I’ve spent much of my career verifying the amount of energy savings achieved after recommended energy saving improvements (aka energy efficiency measures) were made to a building. We refer to this as measurement and verification or M&V for short.
Normalized Metered Energy Consumption (NMEC)
One method for verifying energy saving is to use whole facility energy meter data collected before (baseline period) and after (reporting period) the improvement. It essentially comes down to Energy Savings = (Baseline Period Energy – Reporting Period Energy) ± Adjustments.
Conditions such as weather or building occupancy that impact energy usage may differ in these two periods.

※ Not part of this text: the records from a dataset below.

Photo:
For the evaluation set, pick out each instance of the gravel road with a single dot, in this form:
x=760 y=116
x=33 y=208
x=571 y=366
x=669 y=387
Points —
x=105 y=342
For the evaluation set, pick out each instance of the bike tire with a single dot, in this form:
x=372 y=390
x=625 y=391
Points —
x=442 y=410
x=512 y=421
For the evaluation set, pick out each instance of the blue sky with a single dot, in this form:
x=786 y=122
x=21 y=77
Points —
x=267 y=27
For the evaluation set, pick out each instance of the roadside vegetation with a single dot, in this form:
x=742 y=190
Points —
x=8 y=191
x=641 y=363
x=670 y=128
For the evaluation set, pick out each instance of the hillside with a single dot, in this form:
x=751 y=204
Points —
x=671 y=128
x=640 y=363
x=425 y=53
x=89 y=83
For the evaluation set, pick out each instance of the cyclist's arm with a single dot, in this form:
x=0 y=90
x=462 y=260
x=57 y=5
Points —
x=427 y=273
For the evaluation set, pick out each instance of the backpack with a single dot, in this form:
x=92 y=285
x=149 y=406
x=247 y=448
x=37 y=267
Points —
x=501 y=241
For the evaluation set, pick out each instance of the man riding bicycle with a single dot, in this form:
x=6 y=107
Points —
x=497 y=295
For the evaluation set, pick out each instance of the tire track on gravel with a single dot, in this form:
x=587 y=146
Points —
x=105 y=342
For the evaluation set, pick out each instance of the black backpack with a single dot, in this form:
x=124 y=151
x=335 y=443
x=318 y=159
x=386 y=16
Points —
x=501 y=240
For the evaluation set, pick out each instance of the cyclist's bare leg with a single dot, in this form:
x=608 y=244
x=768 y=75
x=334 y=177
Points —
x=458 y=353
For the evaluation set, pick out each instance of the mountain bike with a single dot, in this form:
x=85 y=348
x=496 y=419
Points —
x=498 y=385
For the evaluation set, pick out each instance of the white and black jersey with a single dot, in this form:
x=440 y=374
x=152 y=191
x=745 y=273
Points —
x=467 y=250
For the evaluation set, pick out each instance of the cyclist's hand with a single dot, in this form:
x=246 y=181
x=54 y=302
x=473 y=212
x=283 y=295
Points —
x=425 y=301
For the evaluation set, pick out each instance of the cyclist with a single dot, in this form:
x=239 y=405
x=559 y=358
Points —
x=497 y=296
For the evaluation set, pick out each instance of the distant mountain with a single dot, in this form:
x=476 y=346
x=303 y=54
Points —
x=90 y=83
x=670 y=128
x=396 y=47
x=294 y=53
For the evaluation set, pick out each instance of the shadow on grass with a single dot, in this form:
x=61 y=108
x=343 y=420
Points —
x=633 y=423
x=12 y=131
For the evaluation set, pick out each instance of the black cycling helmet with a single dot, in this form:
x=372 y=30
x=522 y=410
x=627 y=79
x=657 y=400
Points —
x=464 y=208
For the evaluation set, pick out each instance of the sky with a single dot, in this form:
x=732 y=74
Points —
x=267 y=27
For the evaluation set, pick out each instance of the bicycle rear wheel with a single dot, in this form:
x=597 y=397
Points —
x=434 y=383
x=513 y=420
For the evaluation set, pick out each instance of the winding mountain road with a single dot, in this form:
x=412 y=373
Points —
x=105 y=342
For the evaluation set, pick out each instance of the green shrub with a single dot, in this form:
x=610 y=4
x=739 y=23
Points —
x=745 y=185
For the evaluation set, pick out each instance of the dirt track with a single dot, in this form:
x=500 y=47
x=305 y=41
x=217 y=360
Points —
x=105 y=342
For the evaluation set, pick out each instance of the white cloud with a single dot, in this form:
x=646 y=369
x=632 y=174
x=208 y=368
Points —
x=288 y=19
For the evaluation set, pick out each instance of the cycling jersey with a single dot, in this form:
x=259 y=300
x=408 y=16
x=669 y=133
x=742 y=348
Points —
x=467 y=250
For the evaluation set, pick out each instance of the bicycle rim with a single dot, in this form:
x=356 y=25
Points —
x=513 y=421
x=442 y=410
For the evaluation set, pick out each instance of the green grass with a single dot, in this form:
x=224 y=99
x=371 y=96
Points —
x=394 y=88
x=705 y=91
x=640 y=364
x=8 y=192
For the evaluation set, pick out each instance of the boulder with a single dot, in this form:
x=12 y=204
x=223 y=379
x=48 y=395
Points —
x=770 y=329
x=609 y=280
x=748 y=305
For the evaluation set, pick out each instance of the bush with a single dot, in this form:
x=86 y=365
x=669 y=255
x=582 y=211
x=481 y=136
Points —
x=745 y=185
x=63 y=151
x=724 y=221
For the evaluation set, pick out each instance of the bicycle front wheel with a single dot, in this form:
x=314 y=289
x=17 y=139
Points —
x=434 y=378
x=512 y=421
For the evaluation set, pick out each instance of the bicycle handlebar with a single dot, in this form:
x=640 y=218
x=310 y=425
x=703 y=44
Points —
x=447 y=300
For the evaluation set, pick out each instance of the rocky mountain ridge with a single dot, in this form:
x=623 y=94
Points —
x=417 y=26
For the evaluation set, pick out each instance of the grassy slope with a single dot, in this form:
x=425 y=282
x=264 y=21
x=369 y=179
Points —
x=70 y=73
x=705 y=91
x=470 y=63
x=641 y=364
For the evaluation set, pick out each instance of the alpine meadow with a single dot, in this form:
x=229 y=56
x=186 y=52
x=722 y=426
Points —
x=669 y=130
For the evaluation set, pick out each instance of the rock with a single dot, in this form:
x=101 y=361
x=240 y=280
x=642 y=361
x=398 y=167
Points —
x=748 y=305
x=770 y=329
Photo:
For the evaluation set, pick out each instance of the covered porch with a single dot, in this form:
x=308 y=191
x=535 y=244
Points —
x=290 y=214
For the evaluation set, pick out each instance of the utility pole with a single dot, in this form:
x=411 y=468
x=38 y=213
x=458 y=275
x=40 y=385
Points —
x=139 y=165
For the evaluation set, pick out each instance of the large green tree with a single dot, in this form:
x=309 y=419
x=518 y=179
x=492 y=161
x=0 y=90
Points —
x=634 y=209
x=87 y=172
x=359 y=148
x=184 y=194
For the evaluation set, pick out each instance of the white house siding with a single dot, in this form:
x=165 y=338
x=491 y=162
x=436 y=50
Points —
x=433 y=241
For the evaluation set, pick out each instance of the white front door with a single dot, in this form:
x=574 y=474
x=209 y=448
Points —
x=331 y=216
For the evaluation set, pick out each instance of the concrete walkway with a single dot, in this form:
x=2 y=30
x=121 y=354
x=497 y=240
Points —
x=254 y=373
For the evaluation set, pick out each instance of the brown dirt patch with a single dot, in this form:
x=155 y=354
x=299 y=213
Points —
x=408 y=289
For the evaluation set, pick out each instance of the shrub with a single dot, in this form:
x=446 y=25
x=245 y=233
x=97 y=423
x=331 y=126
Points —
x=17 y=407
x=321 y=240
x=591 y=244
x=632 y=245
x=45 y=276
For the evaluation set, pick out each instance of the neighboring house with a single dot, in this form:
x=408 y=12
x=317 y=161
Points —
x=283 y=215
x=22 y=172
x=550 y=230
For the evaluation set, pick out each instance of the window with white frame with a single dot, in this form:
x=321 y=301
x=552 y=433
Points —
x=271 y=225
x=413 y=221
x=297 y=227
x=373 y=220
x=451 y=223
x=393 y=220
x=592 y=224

To account for this, a regression model is fit that describes baseline energy use as a function of weather (or other independent variables) and then used to predict what energy use in the reporting period would have been if no changes had been made. This is referred to as Option C in the International Performance Measurement and Verification Protocol (IPMVP) and has taken on the name Normalized Metered Energy Consumption (NMEC) more recently in California energy policy.
Challenge of NMEC
The challenge in performing M&V in this manner is to develop an accurate prediction of what energy use would have been in the reporting period based on a model developed from the baseline period. The methods I have used over the years include those defined in the ASHRAE Inverse Modeling Toolkit and the time of week and temperature (TOWT) model published by researchers at Lawrence Berkeley National Lab (LBNL). These methods have worked well much of the time, but the quest for better predictors always exists. That’s why this year’s Energy Predictor Challenge can yield big benefits as it can draw on a global network of sharp minds to create models that can be used for many use cases from energy usage predictions from M&V to fault detection to load forecasting. Contestant’s models will be shared with the world via open source code for everyone to use.
What is Kaggle?
The challenge is hosted on a platform called Kaggle. It is relatively new to me, but it’s been frequented by a growing community of data scientists for many years. Kaggle is a web platform that holds competitions challenging anyone with machine learning skills to build the best model for predicting all kinds of things. Looking at the list of currently active competitions you will see anything from predicting how many yards an NFL player will gain after receiving a handoff to predicting sales prices of real estate. The platform allows for datasets to be provided for a competition, provides the ability for users to share notebooks that detail their work step by step, accepts results submissions, maintains leader boards, and discussion forums.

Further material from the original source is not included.